Return train/test splits using expanding window splitter.

Split time series repeatedly into an growing training set and a fixed-size test set. For example, given test_size = 3, n_splits = 5 and step_size = 1, the train os and test xs folds can be visualized as:

| o o o x x x - - - - |
| o o o o x x x - - - |
| o o o o o x x x - - |
| o o o o o o x x x - |
| o o o o o o o x x x |

Parameters:

Name Type Description Default
test_size int

Number of test samples for each split.

required
n_splits int

Number of splits.

5
step_size int

Step size between windows.

1
eager bool

If True return DataFrames. Otherwise, return LazyFrames.

False

Returns:

Name Type Description
splitter Callable[LazyFrame, Mapping[int, Tuple[LazyFrame, LazyFrame]]]

Function that takes a panel LazyFrame and Dict of (train, test) splits, where the key represents the split number (1,2,...,n_splits) and the value is a tuple of LazyFrames.

sliding_window_split(test_size, n_splits=5, step_size=1, window_size=10, eager=False)

Return train/test splits using sliding window splitter. Split time series repeatedly into a fixed-length training and test set. For example, given test_size = 3, n_splits = 5, step_size = 1 and window_size=5 the train os and test xs folds can be visualized as:

| o o o o o x x x - - - - |
| - o o o o o x x x - - - |
| - - o o o o o x x x - - |
| - - - o o o o o x x x - |
| - - - - o o o o o x x x |

Parameters:

Name Type Description Default
test_size int

Number of test samples for each split.

required
n_splits int

Number of splits.

5
step_size int

Step size between windows.

1
window_size int

Window size for training.

10
eager bool

If True return DataFrames. Otherwise, return LazyFrames.

False

Returns:

Name Type Description
splitter Callable[LazyFrame, Mapping[int, Tuple[LazyFrame, LazyFrame]]]

Function that takes a panel LazyFrame and Dict of (train, test) splits, where the key represents the split number (1,2,...,n_splits) and the value is a tuple of LazyFrames.

train_test_split(test_size=0.25, eager=False)

train_test_split(test_size: Union[int, float] = ..., eager: Literal[True] = ...) -> Callable[[PolarsFrame], Tuple[pl.DataFrame, pl.DataFrame]]
train_test_split(test_size: Union[int, float] = ..., eager: Literal[False] = ...) -> Callable[[PolarsFrame], Tuple[pl.DataFrame, pl.DataFrame]]
train_test_split(test_size: Union[int, float] = ..., eager: bool = ...) -> Callable[[PolarsFrame], Union[Tuple[pl.DataFrame, pl.DataFrame], Tuple[pl.LazyFrame, pl.LazyFrame]]]

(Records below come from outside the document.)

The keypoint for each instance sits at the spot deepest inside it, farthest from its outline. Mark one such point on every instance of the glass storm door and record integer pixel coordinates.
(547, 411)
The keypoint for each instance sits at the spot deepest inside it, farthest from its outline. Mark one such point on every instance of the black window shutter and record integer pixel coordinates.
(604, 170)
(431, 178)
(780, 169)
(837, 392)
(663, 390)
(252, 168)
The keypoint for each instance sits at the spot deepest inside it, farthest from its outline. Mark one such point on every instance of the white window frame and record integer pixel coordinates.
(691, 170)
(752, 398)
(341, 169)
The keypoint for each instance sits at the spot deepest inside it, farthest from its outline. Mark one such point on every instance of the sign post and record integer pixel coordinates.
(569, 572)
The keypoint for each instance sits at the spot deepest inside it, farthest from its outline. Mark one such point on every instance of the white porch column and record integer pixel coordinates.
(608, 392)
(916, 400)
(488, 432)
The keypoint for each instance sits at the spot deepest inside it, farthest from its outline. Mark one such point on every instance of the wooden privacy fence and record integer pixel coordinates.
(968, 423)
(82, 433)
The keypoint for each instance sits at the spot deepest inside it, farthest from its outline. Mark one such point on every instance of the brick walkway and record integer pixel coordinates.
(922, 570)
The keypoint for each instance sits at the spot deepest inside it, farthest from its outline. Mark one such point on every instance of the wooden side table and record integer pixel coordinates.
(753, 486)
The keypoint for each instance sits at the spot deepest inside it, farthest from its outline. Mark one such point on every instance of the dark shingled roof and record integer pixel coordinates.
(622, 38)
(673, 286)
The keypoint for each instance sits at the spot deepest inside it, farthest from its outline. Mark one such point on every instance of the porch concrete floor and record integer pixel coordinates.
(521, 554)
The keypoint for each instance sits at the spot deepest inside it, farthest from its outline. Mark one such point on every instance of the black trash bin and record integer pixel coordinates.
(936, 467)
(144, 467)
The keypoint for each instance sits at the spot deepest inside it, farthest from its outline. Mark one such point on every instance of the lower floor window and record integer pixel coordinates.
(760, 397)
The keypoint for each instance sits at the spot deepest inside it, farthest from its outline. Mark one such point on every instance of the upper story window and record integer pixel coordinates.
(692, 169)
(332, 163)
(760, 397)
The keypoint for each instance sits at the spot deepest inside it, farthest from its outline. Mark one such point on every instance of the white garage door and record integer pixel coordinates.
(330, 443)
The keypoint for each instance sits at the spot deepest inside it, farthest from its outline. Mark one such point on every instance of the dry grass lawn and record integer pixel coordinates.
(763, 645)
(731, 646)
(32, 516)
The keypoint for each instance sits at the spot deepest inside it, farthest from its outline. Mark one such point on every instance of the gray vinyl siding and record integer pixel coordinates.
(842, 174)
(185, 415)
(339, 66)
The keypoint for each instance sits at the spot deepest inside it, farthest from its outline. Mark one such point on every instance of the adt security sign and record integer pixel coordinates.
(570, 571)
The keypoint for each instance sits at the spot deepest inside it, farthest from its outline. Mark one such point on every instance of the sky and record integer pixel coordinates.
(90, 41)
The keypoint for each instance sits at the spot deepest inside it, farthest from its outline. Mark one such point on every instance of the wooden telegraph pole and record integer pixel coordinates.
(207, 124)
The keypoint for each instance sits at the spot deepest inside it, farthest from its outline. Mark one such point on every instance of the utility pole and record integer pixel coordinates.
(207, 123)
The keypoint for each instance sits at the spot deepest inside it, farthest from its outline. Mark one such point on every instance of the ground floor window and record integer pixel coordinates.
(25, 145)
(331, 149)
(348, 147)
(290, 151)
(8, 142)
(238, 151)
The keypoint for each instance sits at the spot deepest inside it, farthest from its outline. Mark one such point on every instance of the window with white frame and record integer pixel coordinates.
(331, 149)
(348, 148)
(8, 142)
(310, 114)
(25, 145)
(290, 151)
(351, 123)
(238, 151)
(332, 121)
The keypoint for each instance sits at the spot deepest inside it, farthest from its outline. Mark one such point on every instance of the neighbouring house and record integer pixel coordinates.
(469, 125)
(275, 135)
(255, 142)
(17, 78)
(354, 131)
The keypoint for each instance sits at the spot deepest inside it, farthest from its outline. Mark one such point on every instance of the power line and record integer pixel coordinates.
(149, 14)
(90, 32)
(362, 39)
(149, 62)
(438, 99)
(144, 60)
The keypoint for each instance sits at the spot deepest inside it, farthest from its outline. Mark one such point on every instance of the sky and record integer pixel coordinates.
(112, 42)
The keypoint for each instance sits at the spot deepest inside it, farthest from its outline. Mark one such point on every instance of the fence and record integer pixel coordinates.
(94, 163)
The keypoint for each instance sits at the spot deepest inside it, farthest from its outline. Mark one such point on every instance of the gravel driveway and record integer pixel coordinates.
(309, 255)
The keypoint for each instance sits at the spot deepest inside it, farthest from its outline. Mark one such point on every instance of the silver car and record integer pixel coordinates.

Return a time-ordered train set and test set given test_size.

Parameters:

Name Type Description Default
test_size int | float

Number or fraction of test samples.

0.25
eager bool

If True, evaluate immediately and returns tuple of train-test DataFrame.

False

Returns:

Name Type Description
splitter Union[EagerSplitter, LazySplitter]

Function that takes a panel DataFrame, or LazyFrame, and returns: * A tuple of train / test LazyFrames, if eager=False. * A tuple of train / test DataFrames, if eager=True.